Yep, very minimalistic sounding in the best sense of the word, so for me, it's a winner for sure!! Love what I hear...
Let's see on thursday!


----------



## AdamKmusic (Oct 23, 2017)

I’m thinking a full orchestra evo library! Not just strings


----------



## VinRice (Oct 23, 2017)

Albion VI "Splash!"


----------



## muziksculp (Oct 23, 2017)

VinRice said:


> Albion VI "Splash!"



Good Guess !


----------



## ism (Oct 23, 2017)

VinRice said:


> Albion VI "Splash!"



Surely "Splosh" - at least if Christian was allowed to name it. 

Utterly georgeous whatever it turns out to be.


----------



## MaxOctane (Oct 23, 2017)

Absolutely gorgeous demo. 

I can't tell if Andy Blaney (the syncopated pizz), or Daniel James (the arpeggios similar to his loegria demo), or Christian (the chord movement).

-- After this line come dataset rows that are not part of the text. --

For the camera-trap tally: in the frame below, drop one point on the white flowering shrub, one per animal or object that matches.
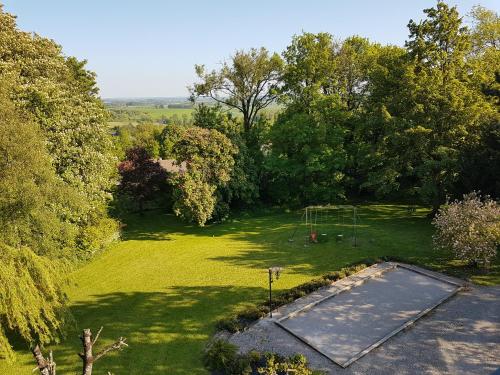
(470, 228)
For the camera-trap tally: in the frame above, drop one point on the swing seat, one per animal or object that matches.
(313, 237)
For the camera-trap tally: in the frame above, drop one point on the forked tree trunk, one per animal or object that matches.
(87, 357)
(48, 367)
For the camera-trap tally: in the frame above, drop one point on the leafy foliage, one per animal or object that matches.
(142, 177)
(31, 300)
(247, 83)
(222, 357)
(60, 96)
(208, 155)
(469, 228)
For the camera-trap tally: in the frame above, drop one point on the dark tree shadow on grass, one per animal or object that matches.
(166, 331)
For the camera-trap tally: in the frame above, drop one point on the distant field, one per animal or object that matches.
(122, 115)
(125, 115)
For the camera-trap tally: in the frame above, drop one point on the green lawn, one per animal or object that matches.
(166, 284)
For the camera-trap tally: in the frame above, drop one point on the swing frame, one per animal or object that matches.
(311, 219)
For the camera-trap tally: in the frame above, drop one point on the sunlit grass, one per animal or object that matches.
(166, 284)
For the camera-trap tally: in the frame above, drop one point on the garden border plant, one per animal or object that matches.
(222, 358)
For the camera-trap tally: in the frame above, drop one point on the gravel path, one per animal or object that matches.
(461, 336)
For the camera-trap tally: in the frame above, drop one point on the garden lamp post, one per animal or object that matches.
(274, 272)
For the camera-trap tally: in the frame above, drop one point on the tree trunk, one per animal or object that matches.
(88, 359)
(45, 367)
(49, 367)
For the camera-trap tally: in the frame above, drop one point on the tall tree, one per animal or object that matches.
(443, 111)
(141, 176)
(247, 83)
(61, 96)
(208, 155)
(35, 232)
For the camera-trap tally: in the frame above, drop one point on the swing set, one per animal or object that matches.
(324, 222)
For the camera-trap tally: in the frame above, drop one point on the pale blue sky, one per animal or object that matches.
(149, 47)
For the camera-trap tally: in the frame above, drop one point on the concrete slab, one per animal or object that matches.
(348, 323)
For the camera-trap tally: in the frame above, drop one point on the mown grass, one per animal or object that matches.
(166, 284)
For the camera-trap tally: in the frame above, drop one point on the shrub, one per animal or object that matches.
(469, 228)
(275, 364)
(222, 357)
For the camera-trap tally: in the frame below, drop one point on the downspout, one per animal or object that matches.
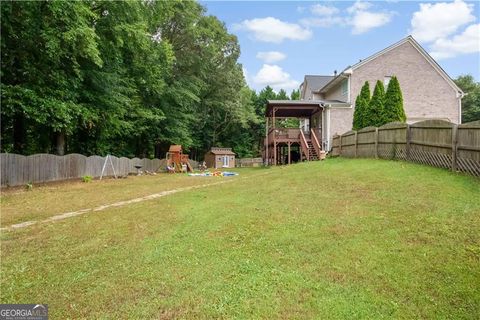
(327, 125)
(460, 96)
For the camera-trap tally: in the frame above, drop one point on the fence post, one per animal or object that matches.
(340, 145)
(356, 143)
(454, 148)
(408, 137)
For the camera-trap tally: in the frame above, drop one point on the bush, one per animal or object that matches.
(361, 106)
(393, 110)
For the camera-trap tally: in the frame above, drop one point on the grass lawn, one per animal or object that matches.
(338, 239)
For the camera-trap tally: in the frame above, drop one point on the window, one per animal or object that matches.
(345, 87)
(226, 162)
(386, 80)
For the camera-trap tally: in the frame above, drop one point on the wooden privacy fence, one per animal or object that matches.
(39, 168)
(249, 162)
(433, 142)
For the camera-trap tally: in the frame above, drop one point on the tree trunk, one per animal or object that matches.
(60, 138)
(19, 134)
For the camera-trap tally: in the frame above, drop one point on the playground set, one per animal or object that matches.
(177, 161)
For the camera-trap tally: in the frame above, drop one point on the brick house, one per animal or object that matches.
(428, 91)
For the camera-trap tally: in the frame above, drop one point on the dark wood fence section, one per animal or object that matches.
(18, 170)
(433, 142)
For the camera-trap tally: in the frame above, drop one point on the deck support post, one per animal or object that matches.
(289, 154)
(274, 153)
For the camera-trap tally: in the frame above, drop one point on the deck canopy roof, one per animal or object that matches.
(298, 108)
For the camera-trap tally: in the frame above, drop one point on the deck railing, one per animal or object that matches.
(315, 142)
(303, 143)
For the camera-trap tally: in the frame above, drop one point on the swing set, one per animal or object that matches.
(177, 161)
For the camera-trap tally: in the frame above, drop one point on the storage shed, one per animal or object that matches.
(220, 158)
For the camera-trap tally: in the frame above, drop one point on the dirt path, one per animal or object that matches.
(66, 215)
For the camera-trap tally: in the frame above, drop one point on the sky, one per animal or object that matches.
(281, 41)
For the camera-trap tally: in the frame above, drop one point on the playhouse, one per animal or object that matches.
(177, 161)
(220, 158)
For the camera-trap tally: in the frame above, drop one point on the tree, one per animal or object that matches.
(393, 110)
(295, 95)
(375, 110)
(282, 95)
(126, 78)
(471, 101)
(361, 106)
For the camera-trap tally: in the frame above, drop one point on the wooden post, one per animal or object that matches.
(356, 143)
(454, 148)
(409, 138)
(274, 153)
(340, 146)
(266, 142)
(289, 155)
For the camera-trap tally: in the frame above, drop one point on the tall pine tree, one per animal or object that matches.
(361, 106)
(393, 110)
(375, 110)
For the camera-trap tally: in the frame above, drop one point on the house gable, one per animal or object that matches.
(420, 50)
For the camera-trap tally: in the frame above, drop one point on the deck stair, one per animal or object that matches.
(312, 154)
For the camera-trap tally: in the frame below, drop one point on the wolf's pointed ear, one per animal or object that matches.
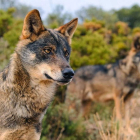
(136, 42)
(68, 29)
(32, 26)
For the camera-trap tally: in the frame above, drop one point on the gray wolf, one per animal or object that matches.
(28, 83)
(100, 83)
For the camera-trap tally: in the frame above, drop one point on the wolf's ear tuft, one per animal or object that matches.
(32, 26)
(136, 42)
(68, 29)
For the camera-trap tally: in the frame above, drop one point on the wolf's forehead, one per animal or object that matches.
(52, 37)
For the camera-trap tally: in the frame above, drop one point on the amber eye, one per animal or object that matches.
(47, 50)
(66, 53)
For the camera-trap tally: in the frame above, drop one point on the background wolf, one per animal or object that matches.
(116, 82)
(27, 84)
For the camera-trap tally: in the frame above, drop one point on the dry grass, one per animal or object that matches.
(110, 129)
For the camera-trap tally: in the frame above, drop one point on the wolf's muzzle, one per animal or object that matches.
(68, 73)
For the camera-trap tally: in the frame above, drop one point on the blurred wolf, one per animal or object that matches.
(116, 82)
(28, 83)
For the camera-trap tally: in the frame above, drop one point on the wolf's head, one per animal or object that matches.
(45, 53)
(131, 64)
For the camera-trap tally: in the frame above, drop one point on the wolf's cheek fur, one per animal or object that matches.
(41, 69)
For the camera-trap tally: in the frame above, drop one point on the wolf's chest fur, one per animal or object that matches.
(25, 103)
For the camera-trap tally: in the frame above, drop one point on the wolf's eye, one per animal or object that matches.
(47, 50)
(66, 53)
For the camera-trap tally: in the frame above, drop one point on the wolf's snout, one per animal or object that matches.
(68, 73)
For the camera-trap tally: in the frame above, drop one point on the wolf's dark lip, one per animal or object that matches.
(59, 81)
(48, 76)
(63, 81)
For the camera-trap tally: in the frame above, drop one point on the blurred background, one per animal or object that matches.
(104, 35)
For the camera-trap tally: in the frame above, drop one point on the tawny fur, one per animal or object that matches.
(25, 91)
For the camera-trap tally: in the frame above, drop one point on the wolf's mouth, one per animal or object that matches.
(48, 76)
(59, 81)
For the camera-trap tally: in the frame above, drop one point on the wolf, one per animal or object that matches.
(100, 83)
(27, 85)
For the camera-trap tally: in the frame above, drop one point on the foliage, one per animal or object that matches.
(130, 15)
(57, 17)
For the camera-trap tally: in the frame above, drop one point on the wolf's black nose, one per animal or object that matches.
(68, 73)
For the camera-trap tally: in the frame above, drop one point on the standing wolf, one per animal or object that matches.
(116, 82)
(28, 83)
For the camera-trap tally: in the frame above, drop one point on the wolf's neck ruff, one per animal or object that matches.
(25, 90)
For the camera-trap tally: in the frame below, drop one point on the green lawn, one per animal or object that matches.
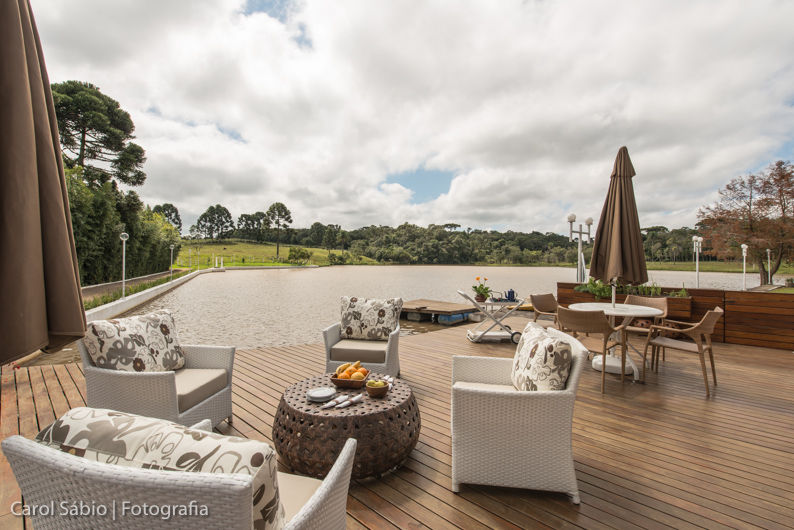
(244, 254)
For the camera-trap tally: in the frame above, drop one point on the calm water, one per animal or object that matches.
(292, 306)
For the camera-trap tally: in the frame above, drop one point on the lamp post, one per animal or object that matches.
(697, 245)
(124, 236)
(580, 267)
(769, 266)
(171, 267)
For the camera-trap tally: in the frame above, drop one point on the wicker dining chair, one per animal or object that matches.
(700, 333)
(574, 321)
(544, 305)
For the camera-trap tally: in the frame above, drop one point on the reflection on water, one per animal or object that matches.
(292, 306)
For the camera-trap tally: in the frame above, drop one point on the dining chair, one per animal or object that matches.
(699, 333)
(544, 305)
(596, 322)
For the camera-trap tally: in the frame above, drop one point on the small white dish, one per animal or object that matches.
(320, 394)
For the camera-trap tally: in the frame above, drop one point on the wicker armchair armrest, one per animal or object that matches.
(203, 425)
(201, 356)
(681, 322)
(499, 413)
(46, 474)
(491, 370)
(657, 328)
(152, 393)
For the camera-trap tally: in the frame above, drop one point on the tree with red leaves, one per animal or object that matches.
(757, 210)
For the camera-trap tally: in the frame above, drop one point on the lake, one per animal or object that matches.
(291, 306)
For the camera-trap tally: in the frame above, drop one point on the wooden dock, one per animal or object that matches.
(436, 307)
(446, 313)
(658, 455)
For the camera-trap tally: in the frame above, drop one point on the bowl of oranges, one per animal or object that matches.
(350, 375)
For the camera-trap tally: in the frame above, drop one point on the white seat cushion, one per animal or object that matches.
(366, 351)
(194, 385)
(295, 491)
(111, 437)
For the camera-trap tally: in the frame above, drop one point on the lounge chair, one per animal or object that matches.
(46, 474)
(512, 438)
(199, 390)
(544, 305)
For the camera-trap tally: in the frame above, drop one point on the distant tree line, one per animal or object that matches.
(756, 210)
(95, 138)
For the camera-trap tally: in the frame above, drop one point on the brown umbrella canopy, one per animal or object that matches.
(617, 249)
(39, 280)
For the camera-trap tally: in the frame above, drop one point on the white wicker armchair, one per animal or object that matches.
(505, 437)
(48, 475)
(332, 335)
(156, 394)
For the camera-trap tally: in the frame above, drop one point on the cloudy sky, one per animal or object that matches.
(504, 115)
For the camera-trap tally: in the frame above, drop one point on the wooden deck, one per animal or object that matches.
(647, 456)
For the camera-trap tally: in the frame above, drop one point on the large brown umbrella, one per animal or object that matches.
(618, 255)
(39, 280)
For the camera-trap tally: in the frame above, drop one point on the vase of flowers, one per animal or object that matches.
(481, 291)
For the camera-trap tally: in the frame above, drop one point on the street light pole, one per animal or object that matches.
(769, 266)
(580, 266)
(124, 236)
(171, 267)
(697, 243)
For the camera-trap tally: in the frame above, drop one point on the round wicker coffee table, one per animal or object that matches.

Anyone know?

Well done, Spitfire!


----------



## MillsMixx (Oct 23, 2017)

Ólafur Arnalds.
We already know something new is coming from him and the same type of sounds he captured in his Evo library and toolkit are all over this.


----------



## muziksculp (Oct 23, 2017)

Listening to the latest teaser, I really like the strings, and woodwinds ostinati, they sound lively, dynamic, with lots of very nice textures, I'm guessing it is either Albion VI , or a new EVO based library, although I would love to see a new Albion VI that is focused on orchestral sounds that have lots motion, dynamics, and vivid sonic colors. Which I do hear in the last waterfall video.


----------



## Michael Antrum (Oct 23, 2017)

Looks like the free patch isn't available anymore - it says its deleted ....


----------



## jules (Oct 23, 2017)

Albion V is turning one, so probably albion VI. Albion VI evo ? The evo line is getting bigger but still don't have a feet in the albion range...


----------



## jamwerks (Oct 24, 2017)

If I'm not mistaken, Albion V (gorgeous!) had also some evos in it. Seems there might also be a nice synth patch in there, probably derived from the orchestral material. This is sounding very exciting indeed!


----------



## LinusW (Oct 24, 2017)

Spitfire Team said:


> View attachment 10037


I assume 5 PM GMT?


----------



## Jimmy Hellfire (Oct 24, 2017)

The trailer sounds stellar. But to be honest, to me it all sounds very much in the vein of what SF has been doing a lot lately anyway.

Evolving thingies, yet more variations on super sul tasto, ultra flautando, whatever sappy soft sustain strings, eDNA-mangled pizz and pads, etc. I get that they're all about aggressive expansion lately and it's great that they're doing well. But just at the moment, I feel that the whole recent sonic shtick might be becoming a bit redundant by now.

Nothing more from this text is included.